Recemos con todo nuestro fervor, con nuestro amor, y tened confianza con una Fe infinita en la misericordia del Padre.  El responde siempre a la llamada de sus hijos. No os turbéis: todo lo que ocurre en la tierra tiene un fin preciso y se realiza en el orden previsto. Los hombres comprenderán más tarde sus errores, sus pobres esperanzas negativas; y la dominación no se hará ni sobre los unos ni sobre los otros. Es necesario que todos los hermanos se comprendan, y que no haya más Caínes. Ni más matanzas, ni malas mezcolanzas. La rapacidad de los pájaros de presa no debe ya tener la ventaja. El cordero podrá beber sin temor al lobo; la pollada saldrá sin temor a ser devorada por otro más fuerte que ella. Todos, finalmente, comprenderán que deben ayudarse mutuamente, amarse, para que la paz reine en la tierra, para que el mundo, por fin pacificado, conozca la felicidad para la que ha sido creado. Las promesas de Dios se cumplirán.

Rezad con fervor para que la luz del Espíritu Santo ilumine a todas las almas. Rezad mucho, ha llegado la hora. Rezad por los mártires que derramarán su sangre por su causa; todos son, en su sinceridad, en su sacrificio, soldados de Cristo.

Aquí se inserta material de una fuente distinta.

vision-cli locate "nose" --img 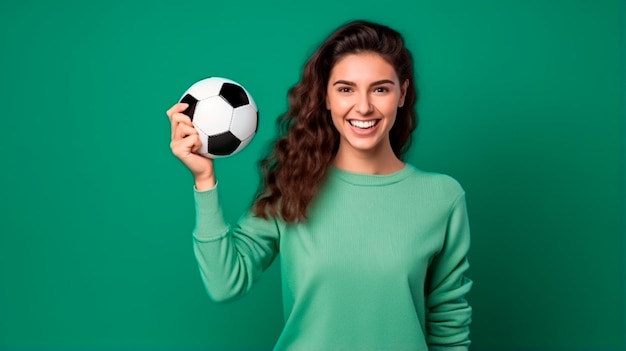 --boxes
[356,94,374,115]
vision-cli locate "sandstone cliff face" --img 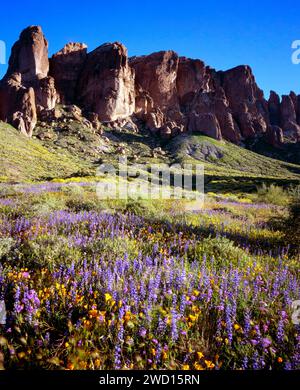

No hagáis ninguna diferencia ni hacia los unos ni hacia los otros: ellos obedecen, ellos se dan, ellos mueren, cada uno por un ideal elevado o que considera tal. Dios solo juzgará. Los únicos y grandes responsables son los jefes que empujan a las luchas fratricidas, y que siembran el odio en los corazones sencillos. Ellos rendirán cuentas cuando llegue el momento. ¡Y cuán numerosos son! Porque hay que ir muy lejos a la fuente del mal para comprender lo que hoy se paga. ¡Rezad también por los culpables, los discípulos del mal, y tened confianza! El Bien saldrá victorioso, y vosotros veréis que vuelve a florecer el amor sobre el odio demoledor.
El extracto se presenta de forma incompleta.